Following their mutiny in Punchline: The Gotham Game, the Royal Flush Gang renews their pledge to Punchline. Consequently, an alternative version joins as her muscle. Particularly, this crew is a one-to-one recreation of the “Walker Family” iteration of the Royal Flush Gang from Batman Beyond. Regardless, they look incredible in Lucas Meyer’s style. Sure, their eerie claylike appearance isn’t practical, but their sharp statuesque figures are endlessly cool. Not to mention, the Marlboro-like color palette pops on their off-white skin like a pack of cigarettes or a deck of playing cards.
Batgirl vs. Punchline
The target of the heist just so happens to be Batgirl’s Clock Tower hideout. As far as my unfun recollection goes, the Batgirls abandon the Clock Tower in Batman #116, and then rebuild by Batgirls #9. Yet, as far as Punchline knows, the tower is completely empty and ready to loot. As apart of her increasingly nonsensical plan, The Royal Flush Gang helps her break into a building to get access codes they obtain before they get there.
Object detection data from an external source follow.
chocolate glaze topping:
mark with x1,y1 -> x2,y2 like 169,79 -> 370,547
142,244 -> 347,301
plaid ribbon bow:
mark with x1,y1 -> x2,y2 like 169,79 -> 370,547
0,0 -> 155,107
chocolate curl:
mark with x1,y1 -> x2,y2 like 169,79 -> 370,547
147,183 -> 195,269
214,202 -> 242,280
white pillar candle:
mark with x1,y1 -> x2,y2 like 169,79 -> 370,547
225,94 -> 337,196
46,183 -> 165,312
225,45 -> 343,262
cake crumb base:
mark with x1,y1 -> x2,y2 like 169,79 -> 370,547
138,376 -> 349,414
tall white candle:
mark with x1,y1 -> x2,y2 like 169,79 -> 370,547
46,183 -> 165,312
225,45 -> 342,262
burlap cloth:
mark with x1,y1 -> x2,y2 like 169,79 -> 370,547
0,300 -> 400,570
Fortunately for Alexis, she doesn’t have to use any of her “indispensable skills” due to the effects of Insomnia’s spell.
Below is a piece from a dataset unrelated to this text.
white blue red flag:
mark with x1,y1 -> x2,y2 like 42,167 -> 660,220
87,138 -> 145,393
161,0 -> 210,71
Before Punchline gets off too easily, Batgirl shows up to confront her. Smiling like a ghoul, Batgirl creepily stalks the Royal Flush Gang. Of course this leads to a surprisingly brutal battle with each other that ends in blood. In addition, ghosts haunt her every step. However, because Alexis is such an arrogant character, she ignores every bit of foreshadowing in the scenario. Despite Danny Lore writing out her oblivious thoughts, she doesn’t act on any of her suspicions, and steals Batgirl’s motorbike.
A Newer Nightmare
Gratefully, the book closes with a much needed tonal shift. Since the beginning of the issue, Punchline has been totally clueless to her predicament. Not even a zombie-like Batgirl shakes her delusion of superiority. Alex Guimarães illustrates the dire tone by washing over the panels in horrific blood-red lighting. Even as the creature begins to assimilate with the Clock Tower, Punchline refuses to accept reality. Weird as it may be, I think that’s the point. She’s not afraid of the Bat, but afraid of information she can’t control.
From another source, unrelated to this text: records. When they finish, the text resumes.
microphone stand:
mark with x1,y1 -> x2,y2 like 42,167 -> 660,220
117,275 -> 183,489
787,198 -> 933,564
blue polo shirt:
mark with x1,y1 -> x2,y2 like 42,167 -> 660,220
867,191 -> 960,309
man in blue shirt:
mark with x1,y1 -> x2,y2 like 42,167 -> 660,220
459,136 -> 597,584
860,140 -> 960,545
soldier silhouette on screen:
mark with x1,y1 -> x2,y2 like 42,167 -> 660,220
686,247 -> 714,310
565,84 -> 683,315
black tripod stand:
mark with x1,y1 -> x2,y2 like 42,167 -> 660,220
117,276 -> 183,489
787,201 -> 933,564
The Clock Tower isn’t just a place where Barbara Gordon keeps her Batsuit, but a place that represents knowledge. Coincidentally, as a student of the Joker, Alexis values the hidden knowledge of the Bat-Family. Although Batgirl can defeat the Royal Flush Gang, Punchline confidently puts herself over them and The Joker. It makes sense that within the confines of her mind, the monstrously omniscient Oracle would haunt her subconscious. Furthermore, her insecurity and obsession with self-importance populates her nightmare. Nothing she knows is useful to her, and she spends the book avoiding the truth as if she were wearing noise cancelling headphones.
- You don’t mind reading another Punchline solo.
- You want to keep up with Knight Terrors.
- You genuinely enjoy Lucas Meyer’s artwork.
Overall, Punchline is a hard sell. There is no fun in reading a meandering mystery with a clueless character we already don’t like. I understand the metaphor, it just isn’t working. However, the artwork is a visual treat and action is pleasing from panel to panel. I especially loved the look of the Royal Flush Gang and the Gothic setting. Though it is unexpectedly ironic how Gleb Melnikov’s cover literally implies Punchline is trash. In fact, my worse complaint is that the overarching concept of Knight Terrors and Punchline aren’t interesting. Despite Danny Lore taking a decent dive into her psyche, readers can only look forward to an annoying story of a villain in denial. I hope part two changes my mind.
DISCLAMER: DC Comics provided Batman News with a copy of this comic for the purpose of this review.